Conséquences mondiales
En 2006, plus de 3,5 milliards de personnes souffrent de carence en fer, deux milliards sont en danger de carence en iode et 200 millions d'enfants d'âge préscolaire sont victimes d'insuffisance en vitamine A. Dans les pays en développement, les insuffisances alimentaires causent des maladies comme le kwashiorkor, l'anémie (qui attaque le système sanguin et empêche la concentration), le rachitisme (qui empêche le développement normal des os de l'enfant) ou la cécité (causée par des carences en vitamine A). Le rapport de 2004 de l'Unicef et la Banque mondiale dresse un bilan terrifiant : les carences en fer parmi les bébés de 6 à 24 mois affectent le développement mental de 40 à 60 % des enfants des pays en développement ; les carences en iode ont fait reculer la capacité intellectuelle de ces pays de 10 à 15 %, et causent la naissance de 18 millions d'enfants handicapés mentaux par an ; le manque de vitamine A entraine la mort d'un million d'enfants chaque année. Chez les adultes, les plus affectés sont souvent les femmes : l'anémie causée par le manque de fer entraine la mort de 60 000 jeunes femmes pendant leur grossesse ou leur accouchement ; le manque d'acide folique cause un décès par maladie cardiaque sur dix. Les carences s'additionnent et rendent l'organisme plus vulnérable à d'autres maladies. L'impact économique est énorme, la baisse d'énergie associée aux carences causant une chute de 2 % du PNB dans les pays les plus affectés. La sous-alimentation affecte quelque 800 millions de personnes dans le monde, tandis que l'obésité affecte plus de 300 millions de personnes (voir ces articles pour les détails). Selon MSF, en moyenne sur 2009, un enfant est mort de malnutrition toutes les six secondes (soit plus de cinq millions sur l'année). La lutte contre la malnutrition est par ailleurs l'un des huit Objectifs du millénaire pour le développement, initiés en 2000 par l'ONU. La troisième cible de cet objectif vise à réduire de moitié le nombre de personnes souffrant de malnutrition entre 1990 et 2015.

Et… très bon à savoir aussi:
Toutes les cinq secondes un enfant de moins de dix ans meurt de faim, tandis que des dizaines de millions d’autres, et leurs parents avec eux, souffrent de la sous-alimentation et de ses terribles séquelles physiques et psychologiques. Et pourtant, les experts le savent bien, l’agriculture mondiale d’aujourd’hui serait en mesure de nourrir 12 milliards d’êtres humains, soit près du double de la population mondiale. Nulle fatalité, donc, à cette destruction massive. Comment y mettre fin ? En prenant d’abord conscience des dimensions exactes du désastre : un état des lieux documenté, mais vibrant de la connaissance acquise sur le terrain par celui qui fut si longtemps en charge du dossier à l’ONU, ouvre le livre. Il s’agit tout aussitôt de comprendre les raisons de l’échec des formidables moyens mis en œuvre depuis la Deuxième Guerre mondiale pour éradiquer la faim. Puis d’identifier les ennemis du droit à l’alimentation.
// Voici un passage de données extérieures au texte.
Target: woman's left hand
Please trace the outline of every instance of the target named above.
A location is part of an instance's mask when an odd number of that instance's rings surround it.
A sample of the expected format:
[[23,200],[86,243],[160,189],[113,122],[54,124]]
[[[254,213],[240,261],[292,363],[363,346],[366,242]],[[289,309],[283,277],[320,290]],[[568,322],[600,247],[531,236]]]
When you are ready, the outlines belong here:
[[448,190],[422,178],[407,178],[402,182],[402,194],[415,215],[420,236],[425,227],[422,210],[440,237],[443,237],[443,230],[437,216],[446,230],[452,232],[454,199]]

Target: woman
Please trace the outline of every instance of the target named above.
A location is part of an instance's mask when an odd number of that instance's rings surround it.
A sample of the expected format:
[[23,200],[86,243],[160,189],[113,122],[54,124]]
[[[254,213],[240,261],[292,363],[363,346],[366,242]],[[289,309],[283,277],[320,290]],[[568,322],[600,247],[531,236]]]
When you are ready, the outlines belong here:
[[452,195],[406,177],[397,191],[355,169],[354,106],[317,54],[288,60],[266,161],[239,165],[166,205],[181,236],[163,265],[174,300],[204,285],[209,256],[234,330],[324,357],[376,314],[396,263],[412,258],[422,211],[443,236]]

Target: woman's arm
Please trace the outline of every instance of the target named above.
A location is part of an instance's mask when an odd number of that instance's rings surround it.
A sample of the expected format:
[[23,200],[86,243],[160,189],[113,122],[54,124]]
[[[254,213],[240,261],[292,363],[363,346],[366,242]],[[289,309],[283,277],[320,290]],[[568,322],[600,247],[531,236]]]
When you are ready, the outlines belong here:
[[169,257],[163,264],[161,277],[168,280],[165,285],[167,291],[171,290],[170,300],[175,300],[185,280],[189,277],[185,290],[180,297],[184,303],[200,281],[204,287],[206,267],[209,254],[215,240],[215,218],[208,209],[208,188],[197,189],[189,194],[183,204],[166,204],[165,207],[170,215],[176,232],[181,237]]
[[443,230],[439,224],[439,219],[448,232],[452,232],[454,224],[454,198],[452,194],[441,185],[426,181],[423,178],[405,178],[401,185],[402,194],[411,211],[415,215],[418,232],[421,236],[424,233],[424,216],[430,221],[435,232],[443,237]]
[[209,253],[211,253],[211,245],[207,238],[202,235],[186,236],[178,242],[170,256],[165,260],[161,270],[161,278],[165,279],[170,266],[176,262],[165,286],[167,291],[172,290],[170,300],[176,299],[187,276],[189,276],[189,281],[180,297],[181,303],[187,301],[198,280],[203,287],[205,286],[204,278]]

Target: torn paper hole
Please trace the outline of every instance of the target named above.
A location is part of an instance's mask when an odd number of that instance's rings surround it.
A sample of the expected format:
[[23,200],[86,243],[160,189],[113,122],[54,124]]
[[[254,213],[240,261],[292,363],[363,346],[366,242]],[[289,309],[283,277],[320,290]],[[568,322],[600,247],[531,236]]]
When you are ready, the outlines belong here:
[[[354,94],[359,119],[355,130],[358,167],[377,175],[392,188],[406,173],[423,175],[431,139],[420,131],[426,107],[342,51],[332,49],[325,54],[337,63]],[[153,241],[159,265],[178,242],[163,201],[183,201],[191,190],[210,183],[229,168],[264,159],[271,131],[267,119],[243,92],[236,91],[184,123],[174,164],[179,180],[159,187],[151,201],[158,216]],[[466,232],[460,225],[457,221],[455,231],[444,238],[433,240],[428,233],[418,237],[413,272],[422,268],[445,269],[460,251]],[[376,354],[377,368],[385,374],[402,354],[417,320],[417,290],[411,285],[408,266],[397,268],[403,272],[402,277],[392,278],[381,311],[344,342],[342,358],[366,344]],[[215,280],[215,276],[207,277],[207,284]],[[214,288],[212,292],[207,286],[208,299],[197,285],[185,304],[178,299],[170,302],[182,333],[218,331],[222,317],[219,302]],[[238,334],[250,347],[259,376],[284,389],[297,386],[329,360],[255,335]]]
Pour saisir enfin le ressort des deux grandes stratégies à travers lesquelles progresse à présent le fléau : la production des agrocarburants et la spéculation sur les biens agricoles. Comme toujours avec Jean Ziegler, la souffrance a un visage, l’oppression un nom, et les mécanismes à l’œuvre sont saisis dans leur application concrète. Mais l’espoir est là, qui s’incarne dans la résistance quotidienne de ceux qui, dans les régions dévastées, occupent les terres et opposent le droit à l’alimentation à la puissance des trusts agro-alimentaires. Ils attendent de nous un indéfectible soutien. Au nom de la justice et de la dignité de l’Homme. Rapporteur spécial des Nations unies pour le droit à l’alimentation de 2001 à 2008, Jean Ziegler est aujourd’hui vice-président du comité consultatif du Conseil des droits de l’homme de l’ONU. Professeur émérite de sociologie à l’Université de Genève, il a consacré l’essentiel de son œuvre à dénoncer les mécanismes d’assujettissement des peuples du monde. Récemment : L’Empire de la honte (2005) et la Haine de l’Occident (2008).
Le professeur de sociologie Jean Ziegler
Jean Ziegler n'y va pas de main morte : la faim dans le monde serait la grande oeuvre du crime organisé. « Un enfant qui meurt de faim est un enfant assassiné. » Reste à savoir à qui profite le crime. Le professeur de sociologie à la Sorbonne explique sa théorie.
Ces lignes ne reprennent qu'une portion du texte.